I had the impression that he was reminding me of the purpose of my visit. After all, I had been sent from Moscow to learn how they dealt with the Mafia in St Petersburg. But what he said next seemed to contradict this thought.

‘Not like in Peter. After all, this is where crime got started. There aren’t many places where there are as many gloomy, harsh and strange influences on the soul of man as there are in St Petersburg. Here, I’ll show you. It’s only a little out of our way.’

He climbed in beside me and started the engine. We drove west along Nevsky for a short distance. The pavements were crammed with people who seemed rather scruffier than their Moscow counterparts, but perhaps that was only because the buildings were more beautiful. We turned north along one of the city’s canals and then he stopped and pointed at the top floors of a yellowing tenement.

‘Up there,’ he said. ‘On the fourth floor. That’s where the student Raskolnikov killed the old woman and her sister.’

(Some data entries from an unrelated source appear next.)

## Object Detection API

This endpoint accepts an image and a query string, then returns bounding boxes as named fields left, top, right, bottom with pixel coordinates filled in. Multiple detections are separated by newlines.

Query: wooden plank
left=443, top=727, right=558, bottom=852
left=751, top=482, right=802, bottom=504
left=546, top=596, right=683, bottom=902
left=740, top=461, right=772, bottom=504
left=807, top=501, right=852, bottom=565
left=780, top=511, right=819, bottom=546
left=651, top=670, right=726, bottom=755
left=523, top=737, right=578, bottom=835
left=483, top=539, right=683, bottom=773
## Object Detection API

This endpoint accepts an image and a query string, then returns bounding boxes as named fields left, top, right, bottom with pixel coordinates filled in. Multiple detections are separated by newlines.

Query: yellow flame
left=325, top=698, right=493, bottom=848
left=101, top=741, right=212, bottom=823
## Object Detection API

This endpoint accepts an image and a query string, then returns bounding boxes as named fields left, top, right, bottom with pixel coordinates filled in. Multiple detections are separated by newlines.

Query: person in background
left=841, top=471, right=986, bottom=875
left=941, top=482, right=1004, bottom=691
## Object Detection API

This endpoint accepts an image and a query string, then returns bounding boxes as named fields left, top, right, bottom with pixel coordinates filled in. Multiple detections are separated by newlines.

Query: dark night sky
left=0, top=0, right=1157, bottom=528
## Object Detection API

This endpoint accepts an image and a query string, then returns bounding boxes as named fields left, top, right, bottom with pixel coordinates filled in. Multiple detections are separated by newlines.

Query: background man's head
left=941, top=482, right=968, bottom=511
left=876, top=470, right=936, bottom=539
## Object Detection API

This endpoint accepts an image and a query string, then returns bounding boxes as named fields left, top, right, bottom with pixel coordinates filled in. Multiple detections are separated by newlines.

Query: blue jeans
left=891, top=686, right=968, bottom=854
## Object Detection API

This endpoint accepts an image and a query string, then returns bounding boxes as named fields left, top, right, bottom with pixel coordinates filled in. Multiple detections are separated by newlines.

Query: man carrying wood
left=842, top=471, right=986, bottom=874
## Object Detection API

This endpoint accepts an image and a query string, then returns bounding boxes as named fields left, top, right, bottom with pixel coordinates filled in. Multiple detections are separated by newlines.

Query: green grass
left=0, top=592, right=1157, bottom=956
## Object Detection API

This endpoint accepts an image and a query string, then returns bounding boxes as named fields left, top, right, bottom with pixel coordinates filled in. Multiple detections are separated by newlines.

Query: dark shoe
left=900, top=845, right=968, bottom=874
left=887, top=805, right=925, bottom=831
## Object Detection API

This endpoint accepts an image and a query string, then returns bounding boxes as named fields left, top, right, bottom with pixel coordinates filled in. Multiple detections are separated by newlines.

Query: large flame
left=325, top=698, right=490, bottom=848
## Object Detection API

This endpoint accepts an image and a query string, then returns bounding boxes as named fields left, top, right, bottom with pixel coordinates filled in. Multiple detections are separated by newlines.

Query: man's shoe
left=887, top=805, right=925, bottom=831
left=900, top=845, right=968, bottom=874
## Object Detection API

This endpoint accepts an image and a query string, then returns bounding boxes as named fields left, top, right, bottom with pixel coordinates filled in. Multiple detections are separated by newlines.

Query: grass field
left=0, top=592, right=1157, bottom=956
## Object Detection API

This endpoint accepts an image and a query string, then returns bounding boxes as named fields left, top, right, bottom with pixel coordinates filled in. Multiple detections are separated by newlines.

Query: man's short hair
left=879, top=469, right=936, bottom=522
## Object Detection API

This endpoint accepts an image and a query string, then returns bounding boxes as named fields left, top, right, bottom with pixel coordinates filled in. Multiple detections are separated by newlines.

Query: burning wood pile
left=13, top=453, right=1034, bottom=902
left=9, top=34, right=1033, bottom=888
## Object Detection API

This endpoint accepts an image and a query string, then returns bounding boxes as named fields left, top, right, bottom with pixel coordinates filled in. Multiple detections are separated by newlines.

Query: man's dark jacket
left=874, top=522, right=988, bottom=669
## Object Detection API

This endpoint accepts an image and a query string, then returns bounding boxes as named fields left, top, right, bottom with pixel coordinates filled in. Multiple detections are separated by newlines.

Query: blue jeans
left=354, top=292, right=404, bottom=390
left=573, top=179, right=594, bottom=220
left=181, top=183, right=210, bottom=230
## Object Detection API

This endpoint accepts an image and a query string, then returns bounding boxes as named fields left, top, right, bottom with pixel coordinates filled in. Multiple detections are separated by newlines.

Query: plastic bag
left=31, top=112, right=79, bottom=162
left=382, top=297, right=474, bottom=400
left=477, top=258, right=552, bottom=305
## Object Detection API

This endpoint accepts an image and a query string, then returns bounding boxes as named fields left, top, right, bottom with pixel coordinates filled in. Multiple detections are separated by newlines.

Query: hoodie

He spoke as if this were one of the more celebrated cases of the day. I looked at the building and found to my surprise that it was too easy to recall the scene from Dostoevsky’s novel as something that had actually taken place. An axe-murder. There was nothing Russians loved to read about in their newspapers more than a good axe-murder. Especially if the murderer happened also to dismember his victims and eat them. It just wasn’t a proper murder without blood. Lots of it.

‘Looks like it might have happened yesterday,’ I observed.

‘Things are a bit like that in Peter. Nothing much has changed since Dostoevsky’s day. The Mafia have taken over from the nihilists. They believe in nothing except themselves and their ability to inflict pain and hardship on others in the name of one false god or another.’

‘There’s only one false god today that commands any real devotion,’ I said. ‘And that’s money.’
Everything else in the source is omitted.